Approchons-nous, à pas de loup, de cette espèce de plus en plus rare à Paris : le bistrot sans concept. Une adresse qui ne singe pas la brasserie italienne ni le grill du Nordeste, tenue par une cheffe qui ne fait ni résidence ni télé et qui – incroyable – ne propose pas le soir des « tapas qui tabassent ». Cet oiseau rare, qui nidifie dans une rue de Montmartre, c’est A.Léa. Une petite salle épurée, discrètes moulures et zelliges blancs, où accueille tout sourire William Atlan, ancien des cuisines de Christian Constant, qui a lâché les casseroles pour lancer cette affaire avec Léa Lestage, passée par le Polisson et le Bristol, seule aux fourneaux (pas courant non plus comme configuration).
Le midi, entouré de quelques touristes bien conseillés mais surtout d’autochtones chanceux, on profite d’une formule déjeuner brillamment bistrotière proposée à prix 2018 (25 € la totale). Entame en douceur avec des betteraves alanguies sur un édredon de yaourt grec aux échalotes et noisettes torréfiées. Avant un impeccable filet de maquereau escortant un tronçon de polenta poêlée et chapeautée d’une vierge salicorne tomate, sous un nuage de hollandaise au siphon. Elégant et délicat.
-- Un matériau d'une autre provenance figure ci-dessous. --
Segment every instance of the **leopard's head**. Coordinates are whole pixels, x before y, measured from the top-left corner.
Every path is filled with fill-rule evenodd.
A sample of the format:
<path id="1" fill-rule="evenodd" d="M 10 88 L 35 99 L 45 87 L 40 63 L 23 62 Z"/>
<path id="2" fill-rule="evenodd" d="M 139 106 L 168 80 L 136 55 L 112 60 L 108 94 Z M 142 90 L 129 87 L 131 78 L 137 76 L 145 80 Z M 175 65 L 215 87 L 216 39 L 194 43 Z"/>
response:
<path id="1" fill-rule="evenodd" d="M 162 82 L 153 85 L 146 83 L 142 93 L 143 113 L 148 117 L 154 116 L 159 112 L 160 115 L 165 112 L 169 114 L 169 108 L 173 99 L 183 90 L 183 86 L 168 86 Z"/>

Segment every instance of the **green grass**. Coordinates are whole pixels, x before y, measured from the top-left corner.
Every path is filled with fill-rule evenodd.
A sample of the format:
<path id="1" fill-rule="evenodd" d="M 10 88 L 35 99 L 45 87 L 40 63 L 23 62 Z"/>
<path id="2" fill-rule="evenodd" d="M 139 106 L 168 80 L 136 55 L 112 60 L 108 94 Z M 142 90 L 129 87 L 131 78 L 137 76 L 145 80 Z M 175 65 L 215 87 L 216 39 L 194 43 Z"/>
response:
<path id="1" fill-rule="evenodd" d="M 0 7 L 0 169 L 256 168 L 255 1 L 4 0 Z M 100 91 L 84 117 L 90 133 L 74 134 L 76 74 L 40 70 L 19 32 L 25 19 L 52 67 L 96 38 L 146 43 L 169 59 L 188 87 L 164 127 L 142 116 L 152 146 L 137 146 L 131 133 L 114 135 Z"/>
On termine avec un rassurant (et trop rare) riz au lait caramel beurre salé et amandes caramélisées.
William dégaine une belle carte de liquides pour faire couler tout ça : sauvignon d’Eric Louis (8 €) ; montlouis-sur-loire Clair de Lune de François-Xavier Barc (37 €) ; rouge Sainte-Marie de Fanny Sabre (58 €)…. Le soir, les assiettes montent en gamme et en prix pour une ambiance plus cosy que festive : vitello tonnato et croutons au beurre d'algues ; maigre, butternut et sabayon au beurre noisette… A.Léa, assez jacté, faut y aller.